Make the most of the dedicated bike paths and explore Santa Barbara on two wheels © Jordan Siemens / Getty Images

With wine country, a bustling urban epicenter and beachside scenery for days, your method(s) for getting around Santa Barbara should very much match the vibe of your itinerary. In The American Riviera, getting around town and its often mountain-clad outskirts can be as fun as the destination itself.

The options here span the quintessentially Californian option of a bike (and e-bikes, too), an intricate bus system, a major train line and, yes, you’ll need a trusted shuttle after hitting all those wineries.
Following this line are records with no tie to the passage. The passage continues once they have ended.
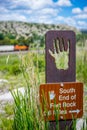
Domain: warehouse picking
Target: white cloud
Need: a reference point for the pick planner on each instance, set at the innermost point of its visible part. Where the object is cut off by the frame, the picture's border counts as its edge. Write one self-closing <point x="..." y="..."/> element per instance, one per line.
<point x="32" y="4"/>
<point x="85" y="9"/>
<point x="82" y="23"/>
<point x="81" y="16"/>
<point x="13" y="16"/>
<point x="64" y="3"/>
<point x="76" y="10"/>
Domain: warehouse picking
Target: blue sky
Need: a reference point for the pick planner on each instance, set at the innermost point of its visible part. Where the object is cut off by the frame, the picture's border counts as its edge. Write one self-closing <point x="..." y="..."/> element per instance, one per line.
<point x="70" y="12"/>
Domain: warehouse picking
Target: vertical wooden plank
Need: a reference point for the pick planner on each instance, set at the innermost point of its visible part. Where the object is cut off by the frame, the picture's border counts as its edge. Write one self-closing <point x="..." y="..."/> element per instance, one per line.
<point x="59" y="75"/>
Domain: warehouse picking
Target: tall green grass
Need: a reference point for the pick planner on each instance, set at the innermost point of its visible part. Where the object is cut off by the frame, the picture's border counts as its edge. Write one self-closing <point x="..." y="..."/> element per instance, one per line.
<point x="27" y="111"/>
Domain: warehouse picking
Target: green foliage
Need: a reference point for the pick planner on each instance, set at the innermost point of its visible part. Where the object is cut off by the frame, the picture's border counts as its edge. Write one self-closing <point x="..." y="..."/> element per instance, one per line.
<point x="1" y="36"/>
<point x="81" y="67"/>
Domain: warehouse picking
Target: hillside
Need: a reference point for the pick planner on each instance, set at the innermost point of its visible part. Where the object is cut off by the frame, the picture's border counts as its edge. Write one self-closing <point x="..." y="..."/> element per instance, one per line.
<point x="27" y="29"/>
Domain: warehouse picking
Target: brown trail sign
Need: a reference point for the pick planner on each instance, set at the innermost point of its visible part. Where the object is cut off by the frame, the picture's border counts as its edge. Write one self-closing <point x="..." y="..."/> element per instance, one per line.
<point x="63" y="98"/>
<point x="60" y="68"/>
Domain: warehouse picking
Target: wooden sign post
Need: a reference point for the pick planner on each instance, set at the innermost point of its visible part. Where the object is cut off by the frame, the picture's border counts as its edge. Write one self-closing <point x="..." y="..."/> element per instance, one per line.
<point x="62" y="98"/>
<point x="61" y="91"/>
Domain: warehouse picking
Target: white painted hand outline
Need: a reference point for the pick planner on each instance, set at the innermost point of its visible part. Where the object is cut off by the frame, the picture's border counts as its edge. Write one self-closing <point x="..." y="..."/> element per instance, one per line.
<point x="61" y="57"/>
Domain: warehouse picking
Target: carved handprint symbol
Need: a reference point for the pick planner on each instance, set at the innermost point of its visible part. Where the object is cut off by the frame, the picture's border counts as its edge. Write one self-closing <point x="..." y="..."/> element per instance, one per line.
<point x="61" y="53"/>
Beyond the car, here are the transportation options to help you weave your way through Santa Barbara. 

How to get around Santa Barbara: from the waterfront to wine country

 State Street in downtown Santa Barbara is pedestrian friendly and full of activities © Mitch Diamond / Getty Images

Stroll State Street, the Funk Zone (and, well, everywhere)

With pleasant year-round temps and a breathtaking view at every turn – seaside cliff, architectural masterpiece, towering mountain, you name it – this is a town to explore on foot. State Street and the waterside paths along Shoreline Drive and Cabrillo Boulevard are beaming with pedestrian friendliness and accessible options. In order to make State Street a better place to stroll during the pandemic, a ten-block pedestrian walkway between Sola and Gutierrez Streets took form. For now, the colorful hodgepodge of outdoor dining areas and walking areas isn’t going anywhere, but keep an eye on local political headlines for any changes.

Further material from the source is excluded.